Now we can see how close my forecast is to the New York Times Report. I don’t actually know what the NY Times is considering Pre-COVID levels but for my purposes I’ll use the average number of fares in December 2019 to be my Pre-COVID.

```
baseline <- fares %>%
filter(month(week_start)==12 & year(week_start) == 2019) %>%
summarize(avg_fares = mean(fares)) %>%
pull(avg_fares)
```

From the projection plot above its clear that there is a seasonality that peaks in the fall and drops in December through the New Year. To declare victory at 80% I’m going to require that there are 4 consecutive weeks of fares being above the Pre-COVID baseline.
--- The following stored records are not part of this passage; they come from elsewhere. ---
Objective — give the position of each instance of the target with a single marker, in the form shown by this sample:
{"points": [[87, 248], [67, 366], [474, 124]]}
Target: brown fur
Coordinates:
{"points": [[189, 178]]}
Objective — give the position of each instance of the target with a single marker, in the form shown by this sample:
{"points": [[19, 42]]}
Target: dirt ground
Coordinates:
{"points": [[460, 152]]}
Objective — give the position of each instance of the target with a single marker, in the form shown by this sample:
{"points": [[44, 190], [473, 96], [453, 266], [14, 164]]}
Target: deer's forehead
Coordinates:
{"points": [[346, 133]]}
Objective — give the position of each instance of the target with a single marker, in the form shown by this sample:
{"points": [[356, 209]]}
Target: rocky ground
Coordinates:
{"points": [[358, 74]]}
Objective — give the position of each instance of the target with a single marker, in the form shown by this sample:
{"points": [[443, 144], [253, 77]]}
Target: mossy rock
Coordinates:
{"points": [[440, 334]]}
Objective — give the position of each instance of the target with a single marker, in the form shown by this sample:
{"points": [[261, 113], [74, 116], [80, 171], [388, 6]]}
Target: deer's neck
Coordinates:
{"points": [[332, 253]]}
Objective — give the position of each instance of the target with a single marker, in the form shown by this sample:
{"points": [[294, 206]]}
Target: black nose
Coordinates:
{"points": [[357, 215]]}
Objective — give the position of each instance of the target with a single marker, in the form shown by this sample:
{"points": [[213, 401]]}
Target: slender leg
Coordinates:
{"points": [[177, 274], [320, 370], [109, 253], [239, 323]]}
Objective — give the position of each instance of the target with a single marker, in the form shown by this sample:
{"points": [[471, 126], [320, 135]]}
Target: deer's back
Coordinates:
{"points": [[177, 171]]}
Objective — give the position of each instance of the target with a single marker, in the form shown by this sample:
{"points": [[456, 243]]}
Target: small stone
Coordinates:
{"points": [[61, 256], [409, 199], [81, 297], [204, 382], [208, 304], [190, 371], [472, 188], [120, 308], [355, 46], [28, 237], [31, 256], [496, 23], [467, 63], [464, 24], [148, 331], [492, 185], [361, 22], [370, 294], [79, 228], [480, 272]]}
I’m not sure of a great way to define when is the earliest date of the first run of 4 weeks above a threshold but I’m working it out in three steps:

- Define an indicator for whether that week is above 80% (
`above_80_ind`

) - Run a counter for each time that the indicator flips from 0 to 1 (
`run_id_80`

) to get an id for each run - For each
`run_id_80`

get the sum of`above_80_inds`

to represent the length of each run (`run_length_80`

)

```
rec_pct <- final_fcst %>%
filter(week_start >= ymd(20200401)) %>%
# Build Recovery Percentage
mutate(recovery_pct = .value / baseline) %>%
# Define Runs of when recovery_pct is above .8
mutate(
above_80_ind = (recovery_pct > .8),
above_100_ind = (recovery_pct > 1)
) %>%
# Define ID for each time we start a run
mutate(
run_id_80 = cumsum(if_else(above_80_ind == 1 & lag(above_80_ind) == 0,
1, 0)),
run_id_100 = cumsum(if_else(above_100_ind == 1 & lag(above_100_ind) == 0,
1, 0))
) %>%
add_count(run_id_80, wt = above_80_ind, name = "run_length_80") %>%
add_count(run_id_100, wt = above_100_ind, name = "run_length_100")
```

Now I can plot the recovery percentage by week and show that the first time there are four consecutive weeks above 80% is 2025-07-05 and the first time there are four consecutive weeks above 100% of the Pre-COVID value is 2027-06-26.

```
rec_pct %>%
ggplot(aes(x = week_start, y = recovery_pct)) +
geom_line(color = "#0039A6") +
geom_segment(aes(x = min(week_start),
xend = rec_pct[which.max(rec_pct$run_length_80 >= 4), ]$week_start,
y = .8,
yend = .8), lty = 2) +
geom_segment(aes(x = rec_pct[which.max(rec_pct$run_length_80 >= 4), ]$week_start,
xend = rec_pct[which.max(rec_pct$run_length_80 >= 4), ]$week_start,
y = 0,
yend = .8), lty = 2) +
geom_segment(aes(x = min(week_start),
xend = rec_pct[which.max(rec_pct$run_length_100 >= 4), ]$week_start,
y = 1,
yend = 1), lty = 2) +
geom_segment(aes(x = rec_pct[which.max(rec_pct$run_length_100 >= 4), ]$week_start,
xend = rec_pct[which.max(rec_pct$run_length_100 >= 4), ]$week_start,
y = 0,
yend = 1), lty = 2) +
scale_x_date(breaks = "1 years",
labels = year,
expand = c(0, 0)) +
scale_y_continuous(labels = percent, expand = c(0, 0),
breaks = seq(0, 1.6, .2)) +
labs(title = "Projected MTA Recovery vs. Pre-COVID",
subtitle = "Pre-COVID Baseline from December 2019",
x = "Date", y = "% of Dec 2019 Baseline") +
cowplot::theme_cowplot()
```

Based on this projection the NY Times article is being slightly pessimistic. According to the above NYC should reach 80% of Pre-COVID baseline by Mid-2025 which is earlier than the article’s projection of 2026.

Who will be right? We’ll have to wait at least 3 years to find out!